I don't know that it's possible to say that any single part of the data mining process is the "most important", but there are three junctures which are absolutely critical to successful data mining: 1. problem definition, 2. data acquisition and 3. model validation. Failures at other points will more often lead to loss in the form of missed opportunities.
Problem definition means understanding the "real-world" or "business" problem, as opposed to the technical modeling or segmentation problem. In some cases, deliberation on the nature of the business problem may reveal that an empirical model or other sophisticated analysis is not needed at all. In most cases, the model will only be one part of a larger solution. This is a point worth elaboration. Saying that the model is only part of a larger solution is not merely a nod to the database which feeds to model and the reporting system which summarizes model performance in the field. The point here is that a predictive model or clustering mechanism must somehow be fit into the architecture of the solution some how. The important question here is: "How?" Models sometimes solve the whole (technical) problem, but in other situations, optimizers are run over models, or models are used to guide a separate search process. Deciding exactly how the model will be used with the total solution is not always trivial.

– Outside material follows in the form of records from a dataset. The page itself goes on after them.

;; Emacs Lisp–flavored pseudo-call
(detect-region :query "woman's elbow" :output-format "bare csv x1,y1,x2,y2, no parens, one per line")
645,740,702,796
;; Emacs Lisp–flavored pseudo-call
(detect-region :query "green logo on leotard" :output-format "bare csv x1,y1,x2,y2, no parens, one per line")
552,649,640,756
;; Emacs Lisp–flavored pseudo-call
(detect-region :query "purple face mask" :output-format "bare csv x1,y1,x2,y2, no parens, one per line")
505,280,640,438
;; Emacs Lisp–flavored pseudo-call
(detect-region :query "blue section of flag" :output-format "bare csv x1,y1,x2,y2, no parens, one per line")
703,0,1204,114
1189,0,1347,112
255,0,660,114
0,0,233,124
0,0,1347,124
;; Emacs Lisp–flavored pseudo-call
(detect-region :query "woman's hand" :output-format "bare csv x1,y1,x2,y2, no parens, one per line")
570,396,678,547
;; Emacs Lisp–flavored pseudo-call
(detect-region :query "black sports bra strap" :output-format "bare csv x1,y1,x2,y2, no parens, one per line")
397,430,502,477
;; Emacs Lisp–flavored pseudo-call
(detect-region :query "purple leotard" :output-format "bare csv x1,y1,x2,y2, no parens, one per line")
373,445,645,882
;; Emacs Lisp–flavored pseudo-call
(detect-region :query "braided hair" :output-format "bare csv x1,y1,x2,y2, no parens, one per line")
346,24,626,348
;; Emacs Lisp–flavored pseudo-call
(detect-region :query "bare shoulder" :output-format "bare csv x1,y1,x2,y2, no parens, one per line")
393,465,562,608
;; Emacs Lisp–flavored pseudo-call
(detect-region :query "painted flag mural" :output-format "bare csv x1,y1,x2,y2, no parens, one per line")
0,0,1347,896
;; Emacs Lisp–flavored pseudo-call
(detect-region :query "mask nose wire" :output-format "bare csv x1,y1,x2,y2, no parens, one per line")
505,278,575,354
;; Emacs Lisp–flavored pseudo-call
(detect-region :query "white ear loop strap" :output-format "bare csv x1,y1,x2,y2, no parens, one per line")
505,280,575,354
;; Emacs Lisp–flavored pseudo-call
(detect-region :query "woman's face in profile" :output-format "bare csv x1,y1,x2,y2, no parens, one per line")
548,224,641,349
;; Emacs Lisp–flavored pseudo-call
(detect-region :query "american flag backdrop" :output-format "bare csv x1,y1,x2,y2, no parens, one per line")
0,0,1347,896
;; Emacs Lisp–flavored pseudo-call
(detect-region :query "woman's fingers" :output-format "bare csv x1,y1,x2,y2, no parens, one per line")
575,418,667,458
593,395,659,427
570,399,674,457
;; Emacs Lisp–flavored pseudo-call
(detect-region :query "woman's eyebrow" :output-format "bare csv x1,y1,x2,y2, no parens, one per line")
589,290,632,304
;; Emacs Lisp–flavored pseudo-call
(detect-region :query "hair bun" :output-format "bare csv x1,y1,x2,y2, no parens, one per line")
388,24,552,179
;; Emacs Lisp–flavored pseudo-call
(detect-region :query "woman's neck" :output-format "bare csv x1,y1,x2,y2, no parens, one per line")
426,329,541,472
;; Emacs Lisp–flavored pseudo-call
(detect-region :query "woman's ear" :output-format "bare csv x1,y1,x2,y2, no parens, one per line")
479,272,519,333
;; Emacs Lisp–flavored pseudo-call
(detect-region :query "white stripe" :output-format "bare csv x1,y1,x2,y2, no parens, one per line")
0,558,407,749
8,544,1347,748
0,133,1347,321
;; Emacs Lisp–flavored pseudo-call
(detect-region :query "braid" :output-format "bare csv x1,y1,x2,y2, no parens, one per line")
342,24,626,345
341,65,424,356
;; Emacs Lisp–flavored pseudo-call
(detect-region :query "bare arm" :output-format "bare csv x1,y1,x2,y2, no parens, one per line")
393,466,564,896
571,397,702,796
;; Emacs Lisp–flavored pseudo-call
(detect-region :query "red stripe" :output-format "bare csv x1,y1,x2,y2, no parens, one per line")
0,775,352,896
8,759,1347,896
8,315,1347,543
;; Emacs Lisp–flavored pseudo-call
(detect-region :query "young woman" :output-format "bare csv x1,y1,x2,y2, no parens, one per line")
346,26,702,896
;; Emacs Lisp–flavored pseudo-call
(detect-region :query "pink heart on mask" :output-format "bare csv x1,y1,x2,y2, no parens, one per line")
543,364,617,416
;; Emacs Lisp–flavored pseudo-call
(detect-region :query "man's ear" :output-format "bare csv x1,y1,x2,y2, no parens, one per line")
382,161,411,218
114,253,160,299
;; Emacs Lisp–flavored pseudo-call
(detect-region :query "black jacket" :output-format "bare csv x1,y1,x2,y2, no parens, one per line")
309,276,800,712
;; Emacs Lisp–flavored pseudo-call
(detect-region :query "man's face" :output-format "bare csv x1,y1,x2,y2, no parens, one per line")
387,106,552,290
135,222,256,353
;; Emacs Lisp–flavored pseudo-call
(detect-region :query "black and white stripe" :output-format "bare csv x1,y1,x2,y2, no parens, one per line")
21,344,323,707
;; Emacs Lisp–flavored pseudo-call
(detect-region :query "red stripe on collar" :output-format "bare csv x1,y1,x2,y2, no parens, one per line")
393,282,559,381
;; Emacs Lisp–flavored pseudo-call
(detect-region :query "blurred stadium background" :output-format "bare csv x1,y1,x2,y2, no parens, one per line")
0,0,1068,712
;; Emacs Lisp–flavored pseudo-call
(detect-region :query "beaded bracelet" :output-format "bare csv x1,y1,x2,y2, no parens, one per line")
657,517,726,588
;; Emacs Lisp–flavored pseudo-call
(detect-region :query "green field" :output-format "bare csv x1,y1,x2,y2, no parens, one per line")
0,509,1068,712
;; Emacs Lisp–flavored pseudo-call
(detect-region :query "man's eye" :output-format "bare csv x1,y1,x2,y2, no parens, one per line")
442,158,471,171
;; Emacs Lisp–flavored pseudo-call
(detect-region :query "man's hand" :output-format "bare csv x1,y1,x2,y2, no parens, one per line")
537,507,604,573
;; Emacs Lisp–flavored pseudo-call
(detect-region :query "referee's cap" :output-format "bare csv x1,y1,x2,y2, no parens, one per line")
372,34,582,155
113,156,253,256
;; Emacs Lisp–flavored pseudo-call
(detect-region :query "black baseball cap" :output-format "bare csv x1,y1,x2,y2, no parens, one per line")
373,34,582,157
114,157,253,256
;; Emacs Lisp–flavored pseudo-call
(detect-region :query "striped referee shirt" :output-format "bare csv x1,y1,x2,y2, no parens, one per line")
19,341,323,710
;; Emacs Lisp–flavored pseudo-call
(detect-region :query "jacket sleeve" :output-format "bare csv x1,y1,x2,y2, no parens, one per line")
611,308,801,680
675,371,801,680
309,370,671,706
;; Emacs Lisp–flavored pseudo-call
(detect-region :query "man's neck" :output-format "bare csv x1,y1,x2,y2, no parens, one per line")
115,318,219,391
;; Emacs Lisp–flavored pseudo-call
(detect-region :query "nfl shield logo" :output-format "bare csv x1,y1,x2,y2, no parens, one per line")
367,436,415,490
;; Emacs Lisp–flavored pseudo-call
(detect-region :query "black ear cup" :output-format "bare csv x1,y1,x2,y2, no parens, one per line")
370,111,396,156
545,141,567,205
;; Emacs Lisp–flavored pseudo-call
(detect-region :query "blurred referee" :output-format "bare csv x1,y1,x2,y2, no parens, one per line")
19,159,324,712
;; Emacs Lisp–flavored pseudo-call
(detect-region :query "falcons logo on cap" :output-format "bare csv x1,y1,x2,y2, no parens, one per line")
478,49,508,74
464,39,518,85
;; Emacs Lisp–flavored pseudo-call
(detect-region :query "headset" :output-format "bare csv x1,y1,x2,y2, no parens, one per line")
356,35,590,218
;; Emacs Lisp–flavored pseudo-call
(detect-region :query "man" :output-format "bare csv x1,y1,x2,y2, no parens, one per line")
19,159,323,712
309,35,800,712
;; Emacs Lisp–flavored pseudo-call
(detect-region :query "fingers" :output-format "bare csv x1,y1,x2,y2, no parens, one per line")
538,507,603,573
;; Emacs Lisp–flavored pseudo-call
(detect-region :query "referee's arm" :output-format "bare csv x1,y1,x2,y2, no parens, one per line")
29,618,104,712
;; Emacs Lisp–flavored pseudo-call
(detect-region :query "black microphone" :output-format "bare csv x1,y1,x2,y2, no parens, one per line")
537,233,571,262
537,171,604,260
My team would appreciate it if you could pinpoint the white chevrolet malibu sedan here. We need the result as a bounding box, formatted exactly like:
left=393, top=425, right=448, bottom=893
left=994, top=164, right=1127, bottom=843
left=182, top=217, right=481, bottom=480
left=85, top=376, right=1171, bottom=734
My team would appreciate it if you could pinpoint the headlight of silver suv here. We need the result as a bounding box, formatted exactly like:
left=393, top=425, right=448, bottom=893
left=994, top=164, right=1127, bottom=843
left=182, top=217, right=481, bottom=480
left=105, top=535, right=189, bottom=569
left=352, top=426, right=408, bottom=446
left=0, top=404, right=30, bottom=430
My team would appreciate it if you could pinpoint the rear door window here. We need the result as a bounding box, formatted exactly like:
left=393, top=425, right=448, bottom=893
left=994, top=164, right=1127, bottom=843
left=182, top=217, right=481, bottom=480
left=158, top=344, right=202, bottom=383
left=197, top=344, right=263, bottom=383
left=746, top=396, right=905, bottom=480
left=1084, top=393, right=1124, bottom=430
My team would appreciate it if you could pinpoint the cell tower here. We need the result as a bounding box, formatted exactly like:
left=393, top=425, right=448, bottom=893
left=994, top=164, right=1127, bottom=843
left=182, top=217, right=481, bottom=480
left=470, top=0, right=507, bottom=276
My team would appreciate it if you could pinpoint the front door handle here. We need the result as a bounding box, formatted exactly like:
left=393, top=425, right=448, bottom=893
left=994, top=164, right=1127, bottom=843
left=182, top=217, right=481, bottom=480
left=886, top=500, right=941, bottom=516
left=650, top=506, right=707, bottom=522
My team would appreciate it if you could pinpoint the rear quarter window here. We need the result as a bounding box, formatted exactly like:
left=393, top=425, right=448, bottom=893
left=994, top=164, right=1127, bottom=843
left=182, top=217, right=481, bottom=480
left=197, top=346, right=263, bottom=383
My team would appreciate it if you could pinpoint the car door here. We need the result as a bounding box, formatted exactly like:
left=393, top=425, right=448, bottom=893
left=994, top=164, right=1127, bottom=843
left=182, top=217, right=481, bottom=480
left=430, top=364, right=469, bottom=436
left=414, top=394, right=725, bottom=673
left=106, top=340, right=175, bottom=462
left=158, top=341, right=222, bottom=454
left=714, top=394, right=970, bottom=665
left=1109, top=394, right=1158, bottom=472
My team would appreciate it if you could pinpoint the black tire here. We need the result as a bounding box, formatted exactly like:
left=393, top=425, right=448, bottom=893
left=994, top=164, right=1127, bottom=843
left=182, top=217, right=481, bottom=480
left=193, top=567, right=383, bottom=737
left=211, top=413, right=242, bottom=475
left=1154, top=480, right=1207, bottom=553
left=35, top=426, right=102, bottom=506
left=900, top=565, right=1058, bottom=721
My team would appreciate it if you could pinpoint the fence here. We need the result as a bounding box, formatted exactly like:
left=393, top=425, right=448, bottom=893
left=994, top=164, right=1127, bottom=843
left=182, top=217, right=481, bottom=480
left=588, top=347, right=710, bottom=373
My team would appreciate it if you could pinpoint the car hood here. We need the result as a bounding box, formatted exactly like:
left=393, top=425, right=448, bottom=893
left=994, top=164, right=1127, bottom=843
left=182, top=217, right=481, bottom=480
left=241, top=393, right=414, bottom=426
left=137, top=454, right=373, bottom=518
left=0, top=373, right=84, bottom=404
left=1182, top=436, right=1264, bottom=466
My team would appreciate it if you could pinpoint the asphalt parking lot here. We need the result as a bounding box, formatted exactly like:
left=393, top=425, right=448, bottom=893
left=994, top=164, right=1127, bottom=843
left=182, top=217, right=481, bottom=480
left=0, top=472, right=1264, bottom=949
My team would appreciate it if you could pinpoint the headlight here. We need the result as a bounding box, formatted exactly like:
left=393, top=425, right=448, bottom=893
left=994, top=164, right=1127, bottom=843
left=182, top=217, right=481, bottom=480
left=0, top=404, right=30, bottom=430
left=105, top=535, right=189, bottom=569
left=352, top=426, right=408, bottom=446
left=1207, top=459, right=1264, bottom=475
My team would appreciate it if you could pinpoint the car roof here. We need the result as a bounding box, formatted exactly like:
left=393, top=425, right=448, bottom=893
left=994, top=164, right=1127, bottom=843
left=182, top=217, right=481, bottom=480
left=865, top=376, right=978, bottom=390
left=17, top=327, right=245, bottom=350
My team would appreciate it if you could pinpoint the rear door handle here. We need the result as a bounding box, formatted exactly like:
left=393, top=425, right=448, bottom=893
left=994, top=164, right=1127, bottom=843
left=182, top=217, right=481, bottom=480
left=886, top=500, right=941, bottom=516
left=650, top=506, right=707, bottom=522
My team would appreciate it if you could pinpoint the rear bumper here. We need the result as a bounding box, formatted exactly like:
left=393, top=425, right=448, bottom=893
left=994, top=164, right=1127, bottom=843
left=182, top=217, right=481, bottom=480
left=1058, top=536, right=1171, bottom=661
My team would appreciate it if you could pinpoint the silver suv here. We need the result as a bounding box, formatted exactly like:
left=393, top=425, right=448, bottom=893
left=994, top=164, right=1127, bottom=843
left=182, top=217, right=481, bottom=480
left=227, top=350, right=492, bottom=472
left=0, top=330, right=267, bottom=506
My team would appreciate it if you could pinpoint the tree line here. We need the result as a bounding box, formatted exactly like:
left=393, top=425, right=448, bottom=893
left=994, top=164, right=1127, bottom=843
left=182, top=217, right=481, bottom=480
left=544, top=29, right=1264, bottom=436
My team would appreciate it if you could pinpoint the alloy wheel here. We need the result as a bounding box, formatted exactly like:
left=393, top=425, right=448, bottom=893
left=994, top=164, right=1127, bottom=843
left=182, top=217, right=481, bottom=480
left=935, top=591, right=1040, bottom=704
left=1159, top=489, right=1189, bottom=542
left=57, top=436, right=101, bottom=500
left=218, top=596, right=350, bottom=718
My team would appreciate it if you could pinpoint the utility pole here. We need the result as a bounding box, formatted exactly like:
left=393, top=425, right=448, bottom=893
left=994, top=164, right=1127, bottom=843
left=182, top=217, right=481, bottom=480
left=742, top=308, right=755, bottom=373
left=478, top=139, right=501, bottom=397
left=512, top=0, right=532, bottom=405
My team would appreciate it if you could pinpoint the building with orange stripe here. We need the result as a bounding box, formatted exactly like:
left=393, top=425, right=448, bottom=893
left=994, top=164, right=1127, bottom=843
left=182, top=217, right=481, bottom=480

Also: attacking the wrong business problem all but ensures failure, since the chances of being able to quickly and inexpensively "re-engineer" a fully-constructed technical solution for the real business problem are slim.
Data acquisition refers to the actual collection of whatever data is to be used to build the model. If, for instance, sampling is not representative of the statistical universe to which to model will be applied, all bets are off. More than once, I have received analytical extracts of databases from other individuals which, for instance, contained no accounts with last names starting with the letter 'P' through 'Z'! Clearly, a very arbitrary sample had been drawn. The same thing happens all the time when database programmers naively query for limited ranges of account numbers or other record index values ("all account numbers less than 140000").
With larger and larger data sets being examined by data miners, the need for sampling will not go away in the foreseeable future. Sampling has long been studied within statistics and there are far too many pitfalls in this area to ignore the issue. My strong recommendation is to learn about it, and I suggest a book like Sampling: Design and Analysis Sampling: Design and Analysis by Sharon L. Lohr (ISBN-13: 978-0534353612).
Model validation gets my vote for "most important step in any data mining project". This is where- to the extent it's possible- the data miner determines how much the model really has learned. As I write this, it is the end of the year 2007, yet, amazingly people who call themselves "analysts" continue to produce models without delivering any sort of serious evidence that their models work. Years after the publication of "Magical Thinking in Data Mining: Lessons From CoIL Challenge 2000" by Charles Elkan, in which the dangers of testing on the training set were (yet again!) demonstrated, models are not receiving the rigorous testing they need.
"Knowing what you know" (and what you don't know) is critical. No model is perfect, and understanding the limits of likely performance is crucial. This requires the use of error resampling methods, such as holdout testing, k-fold cross-validation and bootstrapping. Performance of models, once deployed, should not be a surprise, nor a matter of faith.